Rawdon was standing before the fire, but when she heard the door
open she turned her face toward it.
"Come here, Ethel Rawdon," she said, "and let me have a look at you."
And Ethel went to her side, laid her hand lightly on the old lady's
shoulder and kissed her cheek. "You do look middling well," she
continued, "and your dress is about as it should be. I like a girl to
dress like a girl--still, the sapphires. Are they necessary?"
"You would not say corals, would you, grandmother? I have those you gave
me when I was three years old."
"Keep your wit, my dear, for this evening. I should not wonder but you
might need it. Fred Mostyn is rather better than I expected. It was a
great pleasure to see him. It was like a bit of my own youth back again.
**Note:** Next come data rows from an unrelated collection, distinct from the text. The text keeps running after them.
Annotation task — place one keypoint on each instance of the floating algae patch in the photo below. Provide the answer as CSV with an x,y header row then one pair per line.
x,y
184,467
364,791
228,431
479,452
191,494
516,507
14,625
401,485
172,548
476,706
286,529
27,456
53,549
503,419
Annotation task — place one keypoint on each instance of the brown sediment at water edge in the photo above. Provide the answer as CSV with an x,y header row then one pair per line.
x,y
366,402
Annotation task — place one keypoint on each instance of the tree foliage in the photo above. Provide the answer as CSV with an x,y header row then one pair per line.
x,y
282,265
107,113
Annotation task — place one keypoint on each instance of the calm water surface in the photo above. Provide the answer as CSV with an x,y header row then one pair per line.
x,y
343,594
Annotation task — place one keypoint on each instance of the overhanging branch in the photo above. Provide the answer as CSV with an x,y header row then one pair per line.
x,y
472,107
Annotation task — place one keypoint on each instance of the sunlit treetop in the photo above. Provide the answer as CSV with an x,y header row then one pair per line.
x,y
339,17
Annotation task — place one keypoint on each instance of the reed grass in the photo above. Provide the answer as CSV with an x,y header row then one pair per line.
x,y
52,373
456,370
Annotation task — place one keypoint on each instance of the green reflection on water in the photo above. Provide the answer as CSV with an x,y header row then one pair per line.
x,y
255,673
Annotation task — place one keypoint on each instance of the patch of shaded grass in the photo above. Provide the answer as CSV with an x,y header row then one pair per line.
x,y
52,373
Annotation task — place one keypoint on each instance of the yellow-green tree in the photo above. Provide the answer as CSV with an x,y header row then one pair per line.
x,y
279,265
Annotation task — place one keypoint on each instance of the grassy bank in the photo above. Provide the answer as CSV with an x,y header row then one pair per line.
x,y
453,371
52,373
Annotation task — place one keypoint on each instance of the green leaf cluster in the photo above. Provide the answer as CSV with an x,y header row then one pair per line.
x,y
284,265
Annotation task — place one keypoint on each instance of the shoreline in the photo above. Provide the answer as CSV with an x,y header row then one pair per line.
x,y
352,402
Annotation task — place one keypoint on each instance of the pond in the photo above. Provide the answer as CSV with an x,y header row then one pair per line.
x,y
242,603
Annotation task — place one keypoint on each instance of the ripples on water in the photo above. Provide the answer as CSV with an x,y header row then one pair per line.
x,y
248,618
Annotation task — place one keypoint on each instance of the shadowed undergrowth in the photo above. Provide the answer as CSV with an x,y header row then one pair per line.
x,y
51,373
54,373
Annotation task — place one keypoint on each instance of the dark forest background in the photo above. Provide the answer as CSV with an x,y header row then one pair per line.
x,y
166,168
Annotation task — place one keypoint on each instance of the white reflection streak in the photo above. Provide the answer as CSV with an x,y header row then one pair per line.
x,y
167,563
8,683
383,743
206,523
When you are a very old woman there are few things sweeter, Ethel."
"But you are not an old woman, grandmother."
Nor was she. In spite of her seventy-five years she stood erect at the
side of her grand-daughter. Her abundant hair was partly gray, but the
gray mingled with the little oval of costly lace that lay upon it, and
the effect was soft and fair as powdering. She had been very handsome,
and her beauty lingered as the beauty of some flowers linger, in fainter
tints and in less firm outlines; for she had never fallen from that
"grace of God vouchsafed to children," and therefore she had kept not
only the enthusiasms of her youth, but that sweet promise of the "times
of restitution" when the child shall die one hundred years old, because
the child-heart shall be kept in all its freshness and trust. Yes, in
Rachel Rawdon's heart the well-springs of love and life lay too deep for
the frosts of age to touch. She would be eternally young before she grew
old.
She sat down as Ethel spoke, and drew the girl to her side. "I hear your
friend is going to marry," she said.
"Dora? Yes."
"Are you sorry?"
"Perhaps not. Dora has been a care to me for four years. I hope her
husband may manage her as well as I have done."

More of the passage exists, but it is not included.